With the major areas mapped out, it becomes easier to visualize the overall composition and how you want the colors to play. Important thing to keep in mind is the oil paint’s longer drying time. Generally oil paint dries in several stages and becomes touch dry within 12 days, but depending on which pigment, the drying time varies. Hence if you want to work on a dry surface, wait a couple of days and carefully touch the canvas to assess the texture. The beautiful thing with oil paint is that the slower drying time makes it possible to work on and modify paintings over a longer period of time. Isn’t that great?
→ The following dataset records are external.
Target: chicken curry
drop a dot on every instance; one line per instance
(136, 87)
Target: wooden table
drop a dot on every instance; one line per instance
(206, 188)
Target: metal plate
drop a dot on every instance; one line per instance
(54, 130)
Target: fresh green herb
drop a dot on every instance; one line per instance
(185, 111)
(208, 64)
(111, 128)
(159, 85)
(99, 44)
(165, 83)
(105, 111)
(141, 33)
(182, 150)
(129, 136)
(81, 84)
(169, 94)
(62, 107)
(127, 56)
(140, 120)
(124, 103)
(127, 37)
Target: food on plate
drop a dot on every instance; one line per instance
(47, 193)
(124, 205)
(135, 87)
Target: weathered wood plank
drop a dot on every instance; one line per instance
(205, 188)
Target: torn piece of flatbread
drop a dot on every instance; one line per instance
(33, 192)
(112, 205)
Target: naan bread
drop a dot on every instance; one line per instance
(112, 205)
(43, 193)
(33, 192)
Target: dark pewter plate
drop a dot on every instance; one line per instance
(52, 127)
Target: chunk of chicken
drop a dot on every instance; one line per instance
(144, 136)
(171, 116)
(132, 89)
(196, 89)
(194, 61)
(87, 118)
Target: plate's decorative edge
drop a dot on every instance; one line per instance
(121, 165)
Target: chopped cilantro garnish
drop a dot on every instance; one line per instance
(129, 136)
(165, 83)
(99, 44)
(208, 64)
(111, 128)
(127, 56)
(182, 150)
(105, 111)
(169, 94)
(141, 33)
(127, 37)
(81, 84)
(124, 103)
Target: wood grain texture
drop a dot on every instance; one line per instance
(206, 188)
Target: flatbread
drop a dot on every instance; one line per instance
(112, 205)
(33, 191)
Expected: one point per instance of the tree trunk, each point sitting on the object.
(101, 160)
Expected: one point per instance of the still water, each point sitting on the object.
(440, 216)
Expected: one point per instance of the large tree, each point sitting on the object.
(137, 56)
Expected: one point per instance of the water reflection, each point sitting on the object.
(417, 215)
You can call me a nerd, but I could go on forever rambling about oil painting. I hope this crash course was helpful and that you might end up enjoying it as much as I do. Maybe you’ll give oil painting a shot at your next “sip and create” get-together with your friends, or simply try it for some alone time. Either way, there are plenty of chances for you to give it a try and remember, it might be challenging at first, but you learn by doing. Imagine the satisfaction after you have finished the painting! Besides, there are often going to be things you want to change about your own painting, but sometimes you also have to accept the beauty in those flaws. Most importantly, do not forget to have fun during this adventure!